Pertanaman direncanakan pada Bulan Oktober, sehingga benih akan sampai pada bulan September, tepat pada saat menjelang tanam. Program lainnya adalah inisiatif Pemerintah Daerah Kabupaten Sumenep untuk mendongkrak produksi jagung berupa bantuan kredit usaha rakyat (KUR) kepada petani jagung yang nanti dibayar saat panen sebesar Rp. 3 hingga 8 juta per ha melalui melalui Bank BNI. Program ini menggunakan varietas dari perusahaan benih jagung swasta.
“Produktivitas jagung komposit memang tidak sama dengan produktivitas jagung hibrida. Jagung komposit varietas Bisma disambut baik oleh petani Madura karena dapat meningkatkan produksi sampai dua kali lipat dibandingkan dengan varietas lokalnya yang menghasilkan 1 sampai 2 ton per ha,” jelasnya.
Jagung komposit ini, sambung Ismail, mempunyai kelebihan tahan kekeringan, harga benihnya murah, dan benihnya dapat langsung digunakan lagi pada musim tanam berikutnya.

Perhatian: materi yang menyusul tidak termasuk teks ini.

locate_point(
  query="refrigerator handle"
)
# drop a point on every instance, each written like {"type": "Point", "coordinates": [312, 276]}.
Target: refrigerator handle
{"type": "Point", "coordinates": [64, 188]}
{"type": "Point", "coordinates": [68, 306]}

Selain jagung komposit, Balitbangtan juga telah memperkenalkan jagung varietas hibridanya dengan nama Bima 9 di Sumenep.
Pada kegiatan GLIP (Gelar Lapang Inovasi Pertanian) seluas 55 Ha, produktivitas jagung varietas Bima 9 produk Balitbangtan menghasilkan 9,37 ton per ha pipilan kering.
Varietas unggul jagung hibrida Balitbangtan sudah teruji dan potensi hasilnya setara dengan varietas hibrida dari perusahaan swasta, karena telah melewati berbagai tahap seleksi dan pengujian. Pengujian ini juga menjamin mutu varietas sesuai dengan potensi genetiknya.
“Pengamatan di lapang menunjukkan bahwa pertanaman di lahan kering pada musim kemarau dalam kondisi marginal tanah yang kurang subur dan keterbatasan air, jagung produk Balitbangtan masih beradaptasi dan tumbuh cukup baik,” terang Ismail.
“Petani berharap agar jagung produk Balitbangtan Kementan dapat dikembangkan lebih luas karena secara umum sangat sesuai untuk wilayah Madura yang defisit air,” imbuhnya.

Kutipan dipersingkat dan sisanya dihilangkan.